Menurut Asep, sikap Agus Rahardjo cs itu jika ditilik dari kaidah Hukum Tata Negara dan Hukum Administrasi Negara tidak tepat dan bahkan cacat.
Presiden tentu tidak dalam posisi menerima mandat lembaga antirasuah karena pada dasarnya, pimpinan KPK adalah pihak yang memiliki otoritas dan tanggungjawab mengelola urusannya sebagaimana diatur berdasarkan undang-undang.
“Lagi pula, pernyataan Agus Rahardjo cs itu terlihat ‘baper’ dan ‘mencla-mencle’. Jika memang merasa tidak sanggup menjalankan tanggungjawab dan tugas negara, maka secara jelas dan formal harus memundurkan diri sebagaimana telah diataur dalam Pasal 32 huruf e UU KPK,” kata Asep.
Ia juga menyebut penyerahan mandate yang diumumkan tiga pemimpin KPK itu inskonstitusional dan menyimpang dari UU KPK.
Sementara itu di sisi lain Asep meminta kepada DPR untuk segera melakukan revisi terhadap Undang-Undang KPK. Tujuannya agar tidak ada kesewenangan lembaga antirasuah dalam menjalankan tugasnya.
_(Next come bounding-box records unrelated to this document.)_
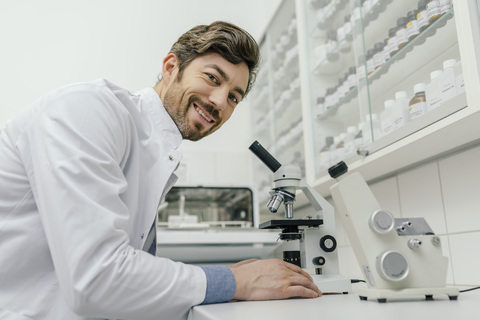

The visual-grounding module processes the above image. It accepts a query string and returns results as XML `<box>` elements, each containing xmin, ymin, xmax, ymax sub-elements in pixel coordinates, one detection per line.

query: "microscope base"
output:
<box><xmin>311</xmin><ymin>274</ymin><xmax>352</xmax><ymax>294</ymax></box>
<box><xmin>358</xmin><ymin>287</ymin><xmax>459</xmax><ymax>303</ymax></box>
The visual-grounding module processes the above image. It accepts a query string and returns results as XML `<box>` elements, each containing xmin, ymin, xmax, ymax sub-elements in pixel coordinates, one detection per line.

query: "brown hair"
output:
<box><xmin>170</xmin><ymin>21</ymin><xmax>260</xmax><ymax>95</ymax></box>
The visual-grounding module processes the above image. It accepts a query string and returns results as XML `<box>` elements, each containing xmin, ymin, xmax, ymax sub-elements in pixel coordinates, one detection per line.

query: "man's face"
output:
<box><xmin>163</xmin><ymin>53</ymin><xmax>249</xmax><ymax>141</ymax></box>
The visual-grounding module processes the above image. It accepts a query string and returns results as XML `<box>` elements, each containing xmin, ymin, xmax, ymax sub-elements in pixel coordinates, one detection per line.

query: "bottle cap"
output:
<box><xmin>388</xmin><ymin>28</ymin><xmax>397</xmax><ymax>38</ymax></box>
<box><xmin>443</xmin><ymin>59</ymin><xmax>457</xmax><ymax>70</ymax></box>
<box><xmin>383</xmin><ymin>99</ymin><xmax>395</xmax><ymax>108</ymax></box>
<box><xmin>365</xmin><ymin>113</ymin><xmax>378</xmax><ymax>122</ymax></box>
<box><xmin>373</xmin><ymin>42</ymin><xmax>385</xmax><ymax>52</ymax></box>
<box><xmin>430</xmin><ymin>70</ymin><xmax>443</xmax><ymax>81</ymax></box>
<box><xmin>395</xmin><ymin>91</ymin><xmax>407</xmax><ymax>100</ymax></box>
<box><xmin>407</xmin><ymin>9</ymin><xmax>417</xmax><ymax>21</ymax></box>
<box><xmin>413</xmin><ymin>82</ymin><xmax>425</xmax><ymax>93</ymax></box>
<box><xmin>418</xmin><ymin>0</ymin><xmax>428</xmax><ymax>10</ymax></box>
<box><xmin>397</xmin><ymin>17</ymin><xmax>408</xmax><ymax>28</ymax></box>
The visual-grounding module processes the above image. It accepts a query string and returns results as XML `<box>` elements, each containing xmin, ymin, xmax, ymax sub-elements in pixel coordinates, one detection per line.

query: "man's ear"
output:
<box><xmin>162</xmin><ymin>53</ymin><xmax>179</xmax><ymax>85</ymax></box>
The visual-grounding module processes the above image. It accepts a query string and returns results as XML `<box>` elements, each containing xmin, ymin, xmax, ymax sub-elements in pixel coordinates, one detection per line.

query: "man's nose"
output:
<box><xmin>209</xmin><ymin>87</ymin><xmax>228</xmax><ymax>111</ymax></box>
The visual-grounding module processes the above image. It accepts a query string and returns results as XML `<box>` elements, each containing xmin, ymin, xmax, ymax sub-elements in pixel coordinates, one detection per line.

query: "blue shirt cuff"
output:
<box><xmin>200</xmin><ymin>265</ymin><xmax>237</xmax><ymax>304</ymax></box>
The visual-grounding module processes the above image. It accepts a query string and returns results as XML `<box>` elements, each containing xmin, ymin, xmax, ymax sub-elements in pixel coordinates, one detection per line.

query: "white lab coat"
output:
<box><xmin>0</xmin><ymin>80</ymin><xmax>206</xmax><ymax>320</ymax></box>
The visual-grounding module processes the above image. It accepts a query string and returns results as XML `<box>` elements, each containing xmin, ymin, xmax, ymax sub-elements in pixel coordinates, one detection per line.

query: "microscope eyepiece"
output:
<box><xmin>248</xmin><ymin>140</ymin><xmax>282</xmax><ymax>172</ymax></box>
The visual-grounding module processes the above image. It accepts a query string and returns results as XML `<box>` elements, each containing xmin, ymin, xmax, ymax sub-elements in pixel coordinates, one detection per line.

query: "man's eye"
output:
<box><xmin>207</xmin><ymin>73</ymin><xmax>218</xmax><ymax>83</ymax></box>
<box><xmin>230</xmin><ymin>94</ymin><xmax>238</xmax><ymax>104</ymax></box>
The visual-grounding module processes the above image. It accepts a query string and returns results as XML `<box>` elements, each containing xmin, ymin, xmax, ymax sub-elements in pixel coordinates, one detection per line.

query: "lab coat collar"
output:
<box><xmin>137</xmin><ymin>87</ymin><xmax>183</xmax><ymax>149</ymax></box>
Asep juga menekankan, Wadah Pegawai KPK juga harus angkat kaki dari internal KPK lantaran telah melenceng dari undang-undang.
“Menuntut WP KPK bubar dan keluar dari Gedung KPK karena merendahkan marwah lembaga negara,” kata Asep.
Seperti diketahui, sebelumnya beberapa pemimpin KPK menyerahkan mandat kepada Presiden Joko Widodo. Hal ini dilakukan setelah Presiden Joko Widodo menyetujui pembahasan revisi Undang-undang KPK dan terpilihnya lima pimpinan lembaga antirasuah itu periode 2019-2023.
“Pada hari ini, Jumat, 13 September, kami menyerahkan tanggung jawab pengelolaan KPK kepada Bapak Presiden RI. Kami menunggu perintah apakah kemudian kami masih akan dipercaya sampai Desember, atau kami menunggu perintah itu,” kata Ketua KPK Agus Rahardjo dalam konferensi pers di kantornya, Jakarta Selatan, Jumat (13/9).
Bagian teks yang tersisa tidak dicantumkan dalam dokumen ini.